Graphic Paintings Beginning with the Letter A

“Notes for a War Story,” a first person narrative by Gipi, is set in a nebulous country where villages exist one day and disappear the next. Three young men band together to survive on the margins of the country, doing petty crime. But it’s an odd man out story. The boys have only vague notions of what the war is about. The frictions within their trio mirror those in the country at large. The brutality and violence inherent in the state where social law suddenly fails is drawn close up. What is politically correct is what gets you through a day and a night, a falling spiral that soon shortens days and nights to hours then minutes in a manipulated clock, and peace is an expedient agreement easily broken. The drawings, green, often olive drab wash panels, convey bleak settings and desperate tones. The dialog is quick, the story clear, the narrator Giuliano’s reflective notes the distinctive difference between an existential hope and a despairing nihilism. But what gives Guiliano this capacity to reflect the others lack remains ambiguous, while lawlessness explains only part of the free-for-all atmosphere that characterizes war. Each faction quickly establishes and evolves its own laws to satisfy its needs and wants. When values and desires change, one finds oneself outside the law. Rules, both formal and informal, are created and broken in every part of society: the family, church, village, corporation, military, language and literature. Published by First Second in 2004, and translated to English from Italian in 2007 by Spectrum. Afterward by Alexis Siegel, 2006. A 125 page, sturdy paperback with fold in cover flaps. Here is a 2008 Interview with Gipi at Words without Borders.

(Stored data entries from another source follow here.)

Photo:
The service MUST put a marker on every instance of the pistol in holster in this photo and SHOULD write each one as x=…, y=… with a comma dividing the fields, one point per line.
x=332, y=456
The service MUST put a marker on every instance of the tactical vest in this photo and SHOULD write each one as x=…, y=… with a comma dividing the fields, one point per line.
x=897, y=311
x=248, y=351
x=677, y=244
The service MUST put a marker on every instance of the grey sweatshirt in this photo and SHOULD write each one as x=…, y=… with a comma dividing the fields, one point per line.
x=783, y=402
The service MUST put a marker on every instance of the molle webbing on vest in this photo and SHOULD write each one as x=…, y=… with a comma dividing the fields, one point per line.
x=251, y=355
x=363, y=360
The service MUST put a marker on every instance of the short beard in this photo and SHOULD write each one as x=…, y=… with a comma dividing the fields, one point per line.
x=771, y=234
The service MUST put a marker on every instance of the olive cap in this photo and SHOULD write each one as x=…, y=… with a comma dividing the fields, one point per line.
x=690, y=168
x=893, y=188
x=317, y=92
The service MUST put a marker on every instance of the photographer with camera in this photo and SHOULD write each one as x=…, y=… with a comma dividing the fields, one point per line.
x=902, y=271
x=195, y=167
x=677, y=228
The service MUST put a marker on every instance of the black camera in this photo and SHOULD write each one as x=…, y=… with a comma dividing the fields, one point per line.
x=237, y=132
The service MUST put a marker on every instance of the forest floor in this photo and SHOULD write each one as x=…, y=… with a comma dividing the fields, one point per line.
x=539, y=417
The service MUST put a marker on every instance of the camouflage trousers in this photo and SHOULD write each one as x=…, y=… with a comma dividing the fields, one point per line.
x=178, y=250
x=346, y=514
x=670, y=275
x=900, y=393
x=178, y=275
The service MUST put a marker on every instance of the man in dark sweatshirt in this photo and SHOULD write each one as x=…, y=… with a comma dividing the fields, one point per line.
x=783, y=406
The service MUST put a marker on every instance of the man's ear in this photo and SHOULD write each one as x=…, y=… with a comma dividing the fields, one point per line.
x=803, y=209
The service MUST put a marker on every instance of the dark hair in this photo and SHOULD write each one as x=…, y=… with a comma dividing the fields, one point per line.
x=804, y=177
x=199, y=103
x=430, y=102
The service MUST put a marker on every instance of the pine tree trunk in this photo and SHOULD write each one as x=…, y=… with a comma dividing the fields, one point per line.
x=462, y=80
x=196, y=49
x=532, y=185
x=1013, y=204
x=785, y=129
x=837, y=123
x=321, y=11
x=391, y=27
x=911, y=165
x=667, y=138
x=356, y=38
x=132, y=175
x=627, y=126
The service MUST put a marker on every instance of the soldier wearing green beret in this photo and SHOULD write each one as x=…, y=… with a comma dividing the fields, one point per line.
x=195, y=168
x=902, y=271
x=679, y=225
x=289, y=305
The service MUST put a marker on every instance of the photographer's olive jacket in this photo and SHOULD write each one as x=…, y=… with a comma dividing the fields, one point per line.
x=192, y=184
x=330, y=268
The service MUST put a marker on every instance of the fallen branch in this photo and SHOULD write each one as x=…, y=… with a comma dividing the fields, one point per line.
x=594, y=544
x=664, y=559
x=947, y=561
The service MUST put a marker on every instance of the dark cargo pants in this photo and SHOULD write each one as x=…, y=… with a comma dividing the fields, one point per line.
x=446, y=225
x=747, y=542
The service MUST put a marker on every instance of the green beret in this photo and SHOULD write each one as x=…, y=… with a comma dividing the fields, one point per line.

Rutu Modan’s “Exit Wounds” (Drawn & Quarterly, 2007) takes place in Israel. There’s been a bombing, and there is a missing person. The themes are familiar and familial. A son is estranged from his father, angry. A kind of detective story evolves, with hints of noir, as Koby engages to find out what’s happened to his father in the aftermath of the bombing. Along the way, Koby discovers love, another theme, mostly unrequited, unresolved, while the characters confront the antagonist of ambiguous relationships. “Exit Wounds” is a comic book told in four chapters of color panel drawings. The details of the drawings act like descriptive prose in a conventional novel. The drawings are realistic but also suggestive. The sequence where Koby and Numi go body surfing is a good example of the lovely and patient interludes that give the novel its grace and gifts. Interview with Rutu Modan at BBC 4, and another at Words without Borders.